Collettivo: Come possiamo creare una cultura di feedback reciproco che favorisca la crescita del team?

Prossimi passi

Affrontare il conflitto richiede coraggio, impegno e continuità. Se sei parte di un’organizzazione, considera di proporre un programma strutturato che affronti le dinamiche interiori e collettive. Ecco alcuni suggerimenti pratici:

  • Avvia un’analisi iniziale: Coinvolgi un facilitatore esperto per esplorare le dinamiche presenti nel tuo gruppo e nei singoli membri.
  • Progetta un percorso su misura: Ogni organizzazione è unica. Costruisci un programma che risponda ai bisogni specifici della tua realtà, tenendo conto delle caratteristiche del gruppo e dei leader.
  • Coinvolgi attivamente il gruppo: Promuovi un ambiente di fiducia dove tutti si sentano liberi di partecipare e contribuire, valorizzando la diversità dei punti di vista.
  • Monitora i progressi: Introduci momenti regolari di verifica per valutare i risultati e adattare il percorso se necessario, anche con il supporto di feedback costruttivi interni al gruppo.
  • Investi nel follow-up: Assicurati che le competenze e gli apprendimenti si radichino nella cultura organizzativa attraverso pratiche continuative, come incontri periodici e sessioni di rafforzamento.

Conclusione

Il conflitto rimane quella sfida umana che, per quanto ne studiamo ogni sfaccettatura, continua a sorprenderci e a metterci alla prova. Non importa quanti manuali leggiamo o corsi seguiamo: quando arriva, il conflitto sa sempre come smascherare la nostra vulnerabilità. E diciamolo, non c’è nulla di male in questo. È proprio in quella vulnerabilità e nella sua accettazione che si trova la possibilità di un vero cambiamento.

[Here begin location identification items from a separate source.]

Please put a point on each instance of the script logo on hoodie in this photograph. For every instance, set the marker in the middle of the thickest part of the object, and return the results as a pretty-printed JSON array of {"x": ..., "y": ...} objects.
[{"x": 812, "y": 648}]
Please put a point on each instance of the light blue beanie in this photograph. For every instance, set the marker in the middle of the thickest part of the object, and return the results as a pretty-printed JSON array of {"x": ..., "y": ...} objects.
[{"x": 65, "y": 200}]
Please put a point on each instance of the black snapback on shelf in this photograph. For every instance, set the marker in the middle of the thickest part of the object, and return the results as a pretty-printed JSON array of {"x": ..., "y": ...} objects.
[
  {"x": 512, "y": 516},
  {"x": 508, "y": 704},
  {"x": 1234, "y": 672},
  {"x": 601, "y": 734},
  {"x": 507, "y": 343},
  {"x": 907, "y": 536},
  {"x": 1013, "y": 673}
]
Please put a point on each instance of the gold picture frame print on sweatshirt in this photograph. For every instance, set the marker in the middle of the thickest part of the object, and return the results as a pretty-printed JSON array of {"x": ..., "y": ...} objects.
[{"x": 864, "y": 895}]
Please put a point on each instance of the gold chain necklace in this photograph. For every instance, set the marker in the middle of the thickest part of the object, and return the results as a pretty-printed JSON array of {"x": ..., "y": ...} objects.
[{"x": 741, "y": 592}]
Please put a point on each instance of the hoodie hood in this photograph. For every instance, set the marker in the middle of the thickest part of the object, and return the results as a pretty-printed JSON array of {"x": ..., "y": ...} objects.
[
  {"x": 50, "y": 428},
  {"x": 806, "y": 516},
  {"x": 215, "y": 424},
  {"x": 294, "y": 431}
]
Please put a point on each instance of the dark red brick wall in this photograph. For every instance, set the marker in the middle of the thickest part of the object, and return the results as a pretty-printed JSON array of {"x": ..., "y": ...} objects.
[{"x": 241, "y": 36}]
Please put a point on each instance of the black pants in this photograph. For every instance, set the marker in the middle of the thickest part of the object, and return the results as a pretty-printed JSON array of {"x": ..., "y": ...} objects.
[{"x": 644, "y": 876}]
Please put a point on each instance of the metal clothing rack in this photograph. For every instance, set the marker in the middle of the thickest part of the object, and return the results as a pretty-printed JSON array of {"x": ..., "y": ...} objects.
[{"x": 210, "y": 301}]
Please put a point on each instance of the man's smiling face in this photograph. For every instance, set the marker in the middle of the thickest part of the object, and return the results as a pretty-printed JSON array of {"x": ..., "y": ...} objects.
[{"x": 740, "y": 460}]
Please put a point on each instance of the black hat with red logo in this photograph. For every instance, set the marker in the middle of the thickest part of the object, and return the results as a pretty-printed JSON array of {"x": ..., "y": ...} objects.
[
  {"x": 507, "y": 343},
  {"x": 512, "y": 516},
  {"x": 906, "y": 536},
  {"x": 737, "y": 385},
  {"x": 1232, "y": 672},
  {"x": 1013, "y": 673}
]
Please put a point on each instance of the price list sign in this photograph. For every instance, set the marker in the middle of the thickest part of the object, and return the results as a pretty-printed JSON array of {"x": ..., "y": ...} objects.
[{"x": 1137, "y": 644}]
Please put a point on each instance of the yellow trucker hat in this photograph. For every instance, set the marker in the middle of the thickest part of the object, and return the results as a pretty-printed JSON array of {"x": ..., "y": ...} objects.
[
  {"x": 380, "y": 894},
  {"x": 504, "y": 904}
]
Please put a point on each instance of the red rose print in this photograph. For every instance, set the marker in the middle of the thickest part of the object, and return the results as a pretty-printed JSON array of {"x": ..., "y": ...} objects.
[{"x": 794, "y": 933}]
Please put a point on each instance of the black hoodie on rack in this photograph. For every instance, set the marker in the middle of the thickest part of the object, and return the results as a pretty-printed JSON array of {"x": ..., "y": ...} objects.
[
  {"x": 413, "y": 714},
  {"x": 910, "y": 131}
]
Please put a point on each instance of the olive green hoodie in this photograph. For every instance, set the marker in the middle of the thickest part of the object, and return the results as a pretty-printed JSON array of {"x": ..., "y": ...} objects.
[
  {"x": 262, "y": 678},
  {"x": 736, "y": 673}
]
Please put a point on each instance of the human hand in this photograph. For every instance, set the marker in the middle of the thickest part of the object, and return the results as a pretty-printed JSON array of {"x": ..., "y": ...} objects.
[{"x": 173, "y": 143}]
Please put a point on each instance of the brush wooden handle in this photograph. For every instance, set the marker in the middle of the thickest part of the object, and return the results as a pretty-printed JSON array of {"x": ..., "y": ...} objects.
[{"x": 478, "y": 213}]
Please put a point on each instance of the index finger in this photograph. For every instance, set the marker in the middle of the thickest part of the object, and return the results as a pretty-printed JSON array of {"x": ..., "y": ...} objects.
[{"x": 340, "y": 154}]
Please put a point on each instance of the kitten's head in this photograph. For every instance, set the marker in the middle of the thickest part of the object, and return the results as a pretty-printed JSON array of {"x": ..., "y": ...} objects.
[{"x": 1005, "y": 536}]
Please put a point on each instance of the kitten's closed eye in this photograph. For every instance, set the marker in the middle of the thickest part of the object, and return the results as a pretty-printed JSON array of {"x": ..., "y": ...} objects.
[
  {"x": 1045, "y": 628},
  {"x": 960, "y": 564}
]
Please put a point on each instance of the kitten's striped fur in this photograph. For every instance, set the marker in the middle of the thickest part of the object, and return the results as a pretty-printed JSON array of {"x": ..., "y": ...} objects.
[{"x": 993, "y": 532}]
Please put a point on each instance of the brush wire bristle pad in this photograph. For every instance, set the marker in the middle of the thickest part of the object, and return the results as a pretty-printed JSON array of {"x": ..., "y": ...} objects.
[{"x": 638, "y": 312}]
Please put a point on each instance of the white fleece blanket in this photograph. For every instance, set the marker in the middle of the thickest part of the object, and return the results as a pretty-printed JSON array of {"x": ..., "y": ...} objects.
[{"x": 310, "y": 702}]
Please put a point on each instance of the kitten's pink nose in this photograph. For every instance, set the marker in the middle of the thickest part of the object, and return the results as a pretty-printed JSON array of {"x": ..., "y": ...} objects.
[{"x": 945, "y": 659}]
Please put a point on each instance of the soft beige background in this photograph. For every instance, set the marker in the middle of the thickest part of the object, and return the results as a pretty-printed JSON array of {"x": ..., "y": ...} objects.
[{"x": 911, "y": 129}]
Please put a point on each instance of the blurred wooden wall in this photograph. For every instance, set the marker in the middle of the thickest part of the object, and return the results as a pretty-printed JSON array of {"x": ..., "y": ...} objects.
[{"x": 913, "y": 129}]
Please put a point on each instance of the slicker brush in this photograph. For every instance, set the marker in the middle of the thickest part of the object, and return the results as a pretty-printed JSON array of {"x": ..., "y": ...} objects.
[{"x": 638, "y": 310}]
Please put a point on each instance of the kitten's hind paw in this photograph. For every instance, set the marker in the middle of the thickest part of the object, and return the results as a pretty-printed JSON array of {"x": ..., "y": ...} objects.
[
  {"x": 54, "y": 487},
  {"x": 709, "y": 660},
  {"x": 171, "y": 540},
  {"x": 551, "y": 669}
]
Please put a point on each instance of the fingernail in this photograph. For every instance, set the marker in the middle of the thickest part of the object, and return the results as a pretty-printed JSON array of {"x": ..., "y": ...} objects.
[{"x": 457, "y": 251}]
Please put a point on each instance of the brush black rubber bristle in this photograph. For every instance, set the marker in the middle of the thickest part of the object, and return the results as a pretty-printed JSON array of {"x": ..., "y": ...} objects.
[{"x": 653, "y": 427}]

Ma attenzione: non si tratta di trovare una soluzione preconfezionata o di aggiungere un altro corso al curriculum. Si tratta di guardarsi dentro – e non solo con la testa, ma con tutto ciò che siamo. E per farlo, ci vuole coraggio. Coraggio di guardare i propri schemi, di accettare il feedback altrui e di ammettere che, sì, a volte siamo proprio noi quelli che complicano le cose.

In un’organizzazione, questo significa anche chiedersi: siamo davvero pronti a creare uno spazio sicuro? Come leader, siamo disposti a metterci in discussione e a riconoscere il nostro rango e potere? Perché, senza questo tipo di commitment tutto il resto – corsi, programmi, incontri – è solo un esercizio sterile.

In risposta alla domanda su cosa non abbiamo ancora capito sul conflitto, nella mia prospettiva è che non c’è nulla da capire. Cercare di cogliere con la mente razionale qualcosa che è spesso più profondo, istintivo e radicato nel subconscio, rischia di essere inefficace. Il conflitto, soprattutto in un contesto collettivo come quello delle organizzazioni, richiede approcci diversi: esperienziali, sistemici e radicati nell’autenticità dell’esperienza. Queste riflessioni non aiutano a vendere corsi o seminari, ma l’etica richiede onestà e franchezza, anche a costo di essere controproducente.

Il conflitto è un’opportunità, sì, ma solo per chi ha l’intenzione e la volontà di affrontarlo davvero. E allora, la prossima volta che ci troviamo a fare i conti con tensioni o dissapori, chiediamoci: siamo pronti a uscire dalla nostra zona di comfort e a trasformare il conflitto in una risorsa? Se la risposta è sì, allora siamo già un passo avanti verso quel cambiamento autentico che tanto inseguiamo.